There’s no need for barbed comments that come across as disparaging, but that ultimately becomes part of the process, and some of the biggest names in rock music have spent their entire careers exchanging insults in an attempt to save face and establish themselves as the more dominant force.
When some artists get older, wiser and more mature, they realise that apologising and offering an olive branch is for the best, and living in a world where things are a lot more harmonious turns out to be far more pleasurable than slinging mud at one another for eternity.
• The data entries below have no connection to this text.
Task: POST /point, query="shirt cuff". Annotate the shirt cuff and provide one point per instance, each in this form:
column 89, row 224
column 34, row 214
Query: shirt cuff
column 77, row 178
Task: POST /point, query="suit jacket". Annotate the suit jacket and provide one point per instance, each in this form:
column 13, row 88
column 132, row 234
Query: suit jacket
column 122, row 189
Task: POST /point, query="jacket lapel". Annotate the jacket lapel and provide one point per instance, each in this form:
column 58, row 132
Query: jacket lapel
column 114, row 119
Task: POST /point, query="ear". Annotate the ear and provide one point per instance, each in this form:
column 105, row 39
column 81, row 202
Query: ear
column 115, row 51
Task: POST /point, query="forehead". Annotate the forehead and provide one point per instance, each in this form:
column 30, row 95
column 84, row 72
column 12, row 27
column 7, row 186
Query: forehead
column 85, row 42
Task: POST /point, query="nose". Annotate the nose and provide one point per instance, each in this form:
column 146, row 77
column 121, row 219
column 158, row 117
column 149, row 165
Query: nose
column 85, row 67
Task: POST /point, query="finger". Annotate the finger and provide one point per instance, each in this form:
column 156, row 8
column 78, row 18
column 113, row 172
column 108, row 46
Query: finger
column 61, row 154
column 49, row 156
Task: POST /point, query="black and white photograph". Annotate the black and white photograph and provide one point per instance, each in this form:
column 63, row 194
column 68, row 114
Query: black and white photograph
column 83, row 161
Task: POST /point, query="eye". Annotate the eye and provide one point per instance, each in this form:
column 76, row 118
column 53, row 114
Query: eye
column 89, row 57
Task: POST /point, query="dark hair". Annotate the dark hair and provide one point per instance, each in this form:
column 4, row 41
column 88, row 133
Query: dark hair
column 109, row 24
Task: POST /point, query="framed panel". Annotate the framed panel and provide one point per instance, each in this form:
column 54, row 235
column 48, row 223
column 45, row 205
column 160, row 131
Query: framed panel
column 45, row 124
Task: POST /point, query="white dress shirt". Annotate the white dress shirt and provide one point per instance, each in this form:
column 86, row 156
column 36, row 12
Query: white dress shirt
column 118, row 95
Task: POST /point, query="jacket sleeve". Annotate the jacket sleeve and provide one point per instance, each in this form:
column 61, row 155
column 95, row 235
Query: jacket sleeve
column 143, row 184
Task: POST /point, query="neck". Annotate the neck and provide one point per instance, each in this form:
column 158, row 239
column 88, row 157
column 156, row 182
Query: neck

It isn’t commonplace for bridges to be repaired in this manner, but bad blood does have a tendency to be resolved when artists realise they no longer have a good reason to be embroiled in playground-style taunts.
Pete Townshend was no stranger to this, having made several comments about his fellow rock icons at the height of The Who’s popularity, but despite this, he realised that he could manage to get away with it through being the big man and offering an apology later in life, and claimed during a 2022 interview with The Los Angeles Times that while he still stood by some of his remarks, others he felt remorse over having expressed.
“I once said some stuff about Led Zeppelin,” he claimed, “that I’d never heard one of their songs, and about Eric Clapton, that after his experience as an addict, he’d never play as well as when he was a young man, and in every case, I’ve been forgiven. I suppose that’s because people see you as a big-mouth rockstar, and this is what they expect from you – to be full of shit.”
He and Clapton may well be on better terms now, but then again, apologising still appears to be a hard thing for Townshend to do, given how many of his own bandmates he’s managed to upset in more recent times, and how it all but shattered their relationship in advance of their farewell tour. Townshend simply can’t help being outspoken, and if that means he struggles to maintain relationships in a fickle industry, it’s hard to see that really being much of a concern for him.